MAN: The wheelchair basketball program began in the late '90s in the area with a few guys from Emerald and Rockhampton wanting to explore the sport.

Everyone's got behind it.

They are a wonderful team, with great supporters and volunteers.

An integral but relatively new member of the team is Paul Gooda

PAUL: It was just a chance meeting in 2010 where I met the captain of the Rockwheelers, Jason Holohan, and the coordinator for Sporting Wheelies, Michael Oxley.

I introduced myself to him and he said he'd had my name and number in his phone for two years and he hadn't been game to ring me and to take that step.

We're gonna start over this side.


And he just had a particular style of pushing his chair that sorta...

..looked to me like he had control of it, so I wanted to see a bit more.

PAUL: And that's when they convinced me to... come and try wheelchair basketball the next Wednesday, and I've never stopped since.

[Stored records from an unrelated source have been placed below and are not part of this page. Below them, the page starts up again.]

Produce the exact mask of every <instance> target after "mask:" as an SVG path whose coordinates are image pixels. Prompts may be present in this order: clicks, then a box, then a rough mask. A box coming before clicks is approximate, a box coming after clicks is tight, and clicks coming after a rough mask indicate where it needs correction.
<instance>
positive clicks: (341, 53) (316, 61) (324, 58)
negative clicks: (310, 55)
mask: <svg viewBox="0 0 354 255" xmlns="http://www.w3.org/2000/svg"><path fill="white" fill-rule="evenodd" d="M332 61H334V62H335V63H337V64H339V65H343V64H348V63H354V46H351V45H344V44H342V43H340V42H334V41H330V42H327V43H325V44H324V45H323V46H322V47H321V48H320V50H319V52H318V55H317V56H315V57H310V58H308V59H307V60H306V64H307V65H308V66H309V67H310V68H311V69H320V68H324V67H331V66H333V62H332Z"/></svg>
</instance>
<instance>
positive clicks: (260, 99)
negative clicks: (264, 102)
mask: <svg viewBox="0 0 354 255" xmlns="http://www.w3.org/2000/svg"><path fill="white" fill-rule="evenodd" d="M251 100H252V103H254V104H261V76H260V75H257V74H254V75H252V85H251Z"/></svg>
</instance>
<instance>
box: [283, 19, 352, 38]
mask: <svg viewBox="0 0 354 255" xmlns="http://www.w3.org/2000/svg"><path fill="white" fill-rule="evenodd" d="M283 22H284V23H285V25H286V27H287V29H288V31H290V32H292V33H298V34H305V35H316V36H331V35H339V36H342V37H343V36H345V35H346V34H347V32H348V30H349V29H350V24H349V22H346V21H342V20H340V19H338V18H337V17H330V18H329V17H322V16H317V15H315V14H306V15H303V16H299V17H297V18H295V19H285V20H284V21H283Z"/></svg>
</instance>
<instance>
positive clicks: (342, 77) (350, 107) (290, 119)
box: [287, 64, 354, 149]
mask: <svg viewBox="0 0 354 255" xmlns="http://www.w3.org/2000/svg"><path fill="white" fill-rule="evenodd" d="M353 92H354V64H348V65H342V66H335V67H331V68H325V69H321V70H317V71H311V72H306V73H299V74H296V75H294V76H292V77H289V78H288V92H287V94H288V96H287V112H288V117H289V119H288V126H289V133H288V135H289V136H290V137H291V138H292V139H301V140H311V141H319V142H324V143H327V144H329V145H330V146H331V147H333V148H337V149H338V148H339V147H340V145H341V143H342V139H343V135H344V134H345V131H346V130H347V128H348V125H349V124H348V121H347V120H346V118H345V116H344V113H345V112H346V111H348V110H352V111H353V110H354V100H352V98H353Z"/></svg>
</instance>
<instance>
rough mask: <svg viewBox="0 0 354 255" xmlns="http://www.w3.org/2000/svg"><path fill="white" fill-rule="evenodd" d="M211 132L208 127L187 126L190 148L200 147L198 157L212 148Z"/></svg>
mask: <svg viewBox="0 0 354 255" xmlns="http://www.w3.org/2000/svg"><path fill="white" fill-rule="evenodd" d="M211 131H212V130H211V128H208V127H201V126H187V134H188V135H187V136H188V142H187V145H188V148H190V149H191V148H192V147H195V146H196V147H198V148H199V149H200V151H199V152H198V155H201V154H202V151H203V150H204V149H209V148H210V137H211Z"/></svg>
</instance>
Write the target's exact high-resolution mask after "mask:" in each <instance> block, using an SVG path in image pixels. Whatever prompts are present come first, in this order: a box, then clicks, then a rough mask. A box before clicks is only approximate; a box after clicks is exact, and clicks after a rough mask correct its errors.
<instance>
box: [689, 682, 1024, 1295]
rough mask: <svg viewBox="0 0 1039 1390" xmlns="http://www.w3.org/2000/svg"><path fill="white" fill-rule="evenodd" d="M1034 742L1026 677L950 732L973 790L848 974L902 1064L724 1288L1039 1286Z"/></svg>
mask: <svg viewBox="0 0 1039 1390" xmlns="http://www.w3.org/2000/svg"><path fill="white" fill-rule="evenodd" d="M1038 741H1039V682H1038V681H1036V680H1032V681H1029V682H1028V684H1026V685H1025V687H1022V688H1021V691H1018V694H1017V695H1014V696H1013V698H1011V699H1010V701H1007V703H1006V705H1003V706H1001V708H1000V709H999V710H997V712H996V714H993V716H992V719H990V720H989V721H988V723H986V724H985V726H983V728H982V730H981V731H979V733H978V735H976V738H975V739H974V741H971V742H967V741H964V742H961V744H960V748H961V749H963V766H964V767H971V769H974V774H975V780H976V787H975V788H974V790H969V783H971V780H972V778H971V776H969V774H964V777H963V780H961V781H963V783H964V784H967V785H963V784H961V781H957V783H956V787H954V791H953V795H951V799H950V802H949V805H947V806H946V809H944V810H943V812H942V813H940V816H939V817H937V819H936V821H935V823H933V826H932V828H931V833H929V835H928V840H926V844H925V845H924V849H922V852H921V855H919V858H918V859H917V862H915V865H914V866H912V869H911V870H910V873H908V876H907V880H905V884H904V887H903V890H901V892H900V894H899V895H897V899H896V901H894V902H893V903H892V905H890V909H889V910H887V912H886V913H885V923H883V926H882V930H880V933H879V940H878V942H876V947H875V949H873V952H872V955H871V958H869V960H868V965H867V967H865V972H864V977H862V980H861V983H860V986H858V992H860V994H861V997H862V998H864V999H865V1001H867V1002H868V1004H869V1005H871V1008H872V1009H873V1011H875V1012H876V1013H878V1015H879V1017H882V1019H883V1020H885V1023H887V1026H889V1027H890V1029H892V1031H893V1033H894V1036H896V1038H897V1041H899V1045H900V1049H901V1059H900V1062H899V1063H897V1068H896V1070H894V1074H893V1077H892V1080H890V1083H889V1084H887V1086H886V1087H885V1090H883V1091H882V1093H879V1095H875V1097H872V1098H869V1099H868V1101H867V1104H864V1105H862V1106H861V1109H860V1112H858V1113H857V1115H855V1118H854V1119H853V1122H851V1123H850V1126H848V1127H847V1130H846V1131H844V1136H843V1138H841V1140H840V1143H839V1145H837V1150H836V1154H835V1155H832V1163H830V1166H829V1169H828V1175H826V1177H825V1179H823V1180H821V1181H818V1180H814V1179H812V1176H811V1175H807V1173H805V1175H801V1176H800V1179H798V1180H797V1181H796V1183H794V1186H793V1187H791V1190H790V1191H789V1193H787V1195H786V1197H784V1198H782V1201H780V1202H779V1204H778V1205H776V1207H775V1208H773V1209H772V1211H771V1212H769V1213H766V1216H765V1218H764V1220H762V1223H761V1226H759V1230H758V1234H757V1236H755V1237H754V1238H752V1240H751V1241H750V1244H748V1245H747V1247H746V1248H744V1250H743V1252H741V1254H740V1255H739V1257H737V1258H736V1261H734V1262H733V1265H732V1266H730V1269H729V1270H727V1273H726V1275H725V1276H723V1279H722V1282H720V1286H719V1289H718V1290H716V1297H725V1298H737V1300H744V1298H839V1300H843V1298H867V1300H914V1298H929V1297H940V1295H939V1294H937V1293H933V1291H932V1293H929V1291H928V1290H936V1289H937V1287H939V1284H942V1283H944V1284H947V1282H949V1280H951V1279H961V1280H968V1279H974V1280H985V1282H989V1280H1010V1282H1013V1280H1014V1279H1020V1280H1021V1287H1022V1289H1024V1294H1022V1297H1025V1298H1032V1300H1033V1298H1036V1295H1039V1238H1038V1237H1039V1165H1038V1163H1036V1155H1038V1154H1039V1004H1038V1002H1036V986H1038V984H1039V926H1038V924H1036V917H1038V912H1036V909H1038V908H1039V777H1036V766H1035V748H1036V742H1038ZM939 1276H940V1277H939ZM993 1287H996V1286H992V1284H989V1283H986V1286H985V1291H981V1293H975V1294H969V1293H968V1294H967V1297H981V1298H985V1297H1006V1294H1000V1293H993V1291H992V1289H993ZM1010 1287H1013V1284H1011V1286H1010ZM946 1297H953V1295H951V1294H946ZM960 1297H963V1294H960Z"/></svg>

Paul hasn't always been a team player.

Until 2010, he'd never participated in any group sports.

It simply wasn't on my radar.

At 19, Paul's life changed forever.

It was a Friday night.

It was a '50s night at one of the local clubs, and we all were excited about it.

We went out, there was much alcohol involved.

We all decided to go to the beach.

We got into the car with a drunk driver.

And then... I passed out.

Next thing I remember is just, like, flashes of light, which I assume was from the ambulance.

And then I remember waking up

in the Princess Alexandra Spinal Unit two weeks later, paraplegic.

And that's...that was it.

It was a sad time.

I was a sad person.

I was very, very insecure, very shy,

low self-confidence, no self-confidence.

I wanted to shut out the world.

I just wanted to retreat into my books.

This is Paul's first game.

It was during that first game that I decided that this was the sport for me, that I was definitely gonna play this sport until I'm physically not able to anymore.

It's not disability that unites players on the court, it's ability.

Daniel is able-bodied but is no different to any other Rockwheeler.

It's a lot more fun than the able-body basketball.

You get more moves out of it.

You can build up a lot more strength than able-bodied.

And you just have a lot of fun doing it.

MAN: Oh, Paulie!

Yeah, it seems to rub off on anybody that gets involved.

Everyone sort of just... It's like a whole new world, so...

Yeah. Both able-body and disabled people.

It just opens up their eyes, opened up new avenues.

Yeah, it's just unlike any other feeling I've ever had in my life.